Nevada seasonal layoffs taper; overall improvement trend continues
Nevada unemployment insurance claims fell 7.7 percent in January compared to January 2014 figures, with 15,572 initial claims filed. It is the lowest number of January initial claims since 2007, employment officials said Thursday.
Historically, seasonal layoffs cause claims to rise between November and January. However, these increases seem to have tapered off more quickly than in previous years, said Bill Anderson, chief economist for Nevada’s Department of Employment, Training and Rehabilitation.
According to a news release, there was a 14.1 percent decline in initial claims from December’s 18,122 claim total to January, the largest decline for any January since 2003 and substantially higher than the average percentage change over the last ten years of -1.1 percent.
“Claims activity in Nevada, averaging 14,495 claims per month over the last year, continues to look as though it has settled at a level slightly higher than prior to the recession,” Anderson said. “However, overall improvement is still evident as other unemployment benefit activity measures continue to improve.

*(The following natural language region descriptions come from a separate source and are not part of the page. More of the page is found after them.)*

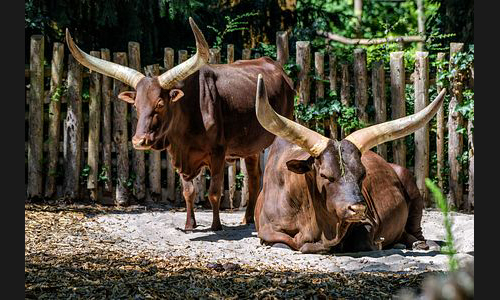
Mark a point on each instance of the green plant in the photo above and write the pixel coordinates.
(232, 25)
(442, 204)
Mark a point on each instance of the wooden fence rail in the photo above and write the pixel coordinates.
(93, 149)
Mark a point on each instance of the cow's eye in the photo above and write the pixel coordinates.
(331, 179)
(160, 103)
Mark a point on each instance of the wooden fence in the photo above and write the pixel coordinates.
(78, 143)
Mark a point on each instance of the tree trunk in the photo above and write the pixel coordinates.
(138, 163)
(440, 130)
(303, 59)
(455, 139)
(379, 100)
(94, 130)
(154, 155)
(106, 94)
(120, 135)
(398, 104)
(72, 149)
(361, 84)
(421, 85)
(282, 52)
(35, 139)
(56, 85)
(168, 62)
(345, 93)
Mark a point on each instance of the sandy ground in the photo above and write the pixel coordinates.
(162, 233)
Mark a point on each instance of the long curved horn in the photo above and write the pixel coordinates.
(372, 136)
(117, 71)
(168, 79)
(307, 139)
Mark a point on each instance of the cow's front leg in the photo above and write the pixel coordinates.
(189, 193)
(254, 172)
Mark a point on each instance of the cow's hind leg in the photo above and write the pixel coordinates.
(269, 236)
(254, 173)
(189, 193)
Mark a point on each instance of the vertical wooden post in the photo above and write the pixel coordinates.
(154, 170)
(421, 23)
(246, 53)
(332, 76)
(168, 63)
(440, 129)
(455, 139)
(421, 84)
(230, 53)
(120, 135)
(182, 56)
(35, 139)
(94, 130)
(56, 81)
(282, 52)
(138, 163)
(214, 56)
(470, 137)
(360, 83)
(303, 59)
(379, 100)
(72, 149)
(345, 93)
(398, 104)
(106, 94)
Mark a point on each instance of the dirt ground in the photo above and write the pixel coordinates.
(144, 253)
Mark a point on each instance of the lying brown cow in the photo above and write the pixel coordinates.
(324, 195)
(202, 115)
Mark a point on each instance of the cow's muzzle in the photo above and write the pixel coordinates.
(355, 212)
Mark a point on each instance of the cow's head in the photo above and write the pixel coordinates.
(152, 95)
(336, 165)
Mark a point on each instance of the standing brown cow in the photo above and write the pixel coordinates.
(202, 115)
(321, 194)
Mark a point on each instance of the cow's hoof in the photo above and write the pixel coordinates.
(420, 245)
(247, 220)
(216, 227)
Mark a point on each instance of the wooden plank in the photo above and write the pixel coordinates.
(72, 131)
(56, 86)
(138, 162)
(303, 59)
(120, 135)
(106, 94)
(168, 62)
(282, 52)
(332, 76)
(35, 122)
(421, 169)
(455, 139)
(379, 100)
(440, 130)
(360, 84)
(94, 130)
(214, 56)
(154, 170)
(230, 53)
(345, 91)
(246, 53)
(398, 104)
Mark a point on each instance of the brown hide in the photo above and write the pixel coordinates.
(291, 210)
(217, 114)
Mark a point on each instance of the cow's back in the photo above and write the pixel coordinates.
(385, 192)
(236, 86)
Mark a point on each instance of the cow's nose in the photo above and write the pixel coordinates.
(357, 209)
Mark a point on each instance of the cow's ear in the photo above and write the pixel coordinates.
(128, 96)
(176, 94)
(300, 166)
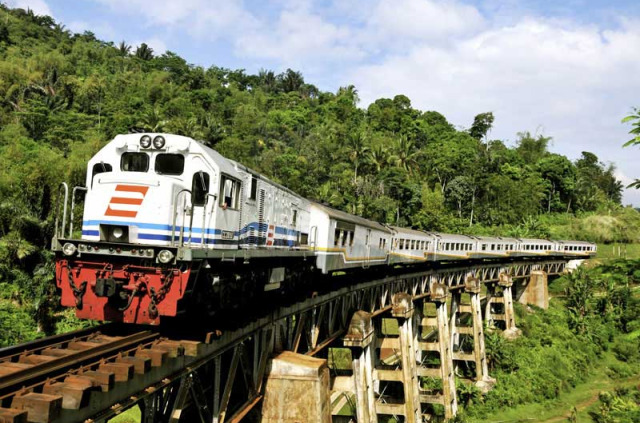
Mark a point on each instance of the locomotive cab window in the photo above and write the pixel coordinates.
(229, 192)
(100, 168)
(199, 188)
(169, 164)
(134, 162)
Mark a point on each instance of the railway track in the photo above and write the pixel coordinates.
(41, 380)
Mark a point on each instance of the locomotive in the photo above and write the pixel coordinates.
(169, 224)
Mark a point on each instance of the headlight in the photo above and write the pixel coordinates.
(69, 249)
(145, 141)
(117, 232)
(165, 256)
(158, 142)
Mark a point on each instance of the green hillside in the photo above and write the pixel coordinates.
(64, 95)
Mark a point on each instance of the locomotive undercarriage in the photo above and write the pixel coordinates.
(118, 286)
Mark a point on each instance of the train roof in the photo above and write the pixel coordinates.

Average duration, which measures the length of time someone is unemployed, as well as the benefits exhaustion rate, which measures the percentage of claimants who run out of benefits before finding employment, are at some of their lowest levels since the recession.”
An initial claim represents the first stage of filing for unemployment benefits and is therefore most closely related to the number of people who have recently lost their jobs, not the overall level of unemployment. Initial claims tend to increase on a seasonal basis during the fall and winter months, and then fall during the spring and summer. Initial claims peaked during the recession at 36,414 in December 2008, and the low point for initial claims was 12,037 in September 2013.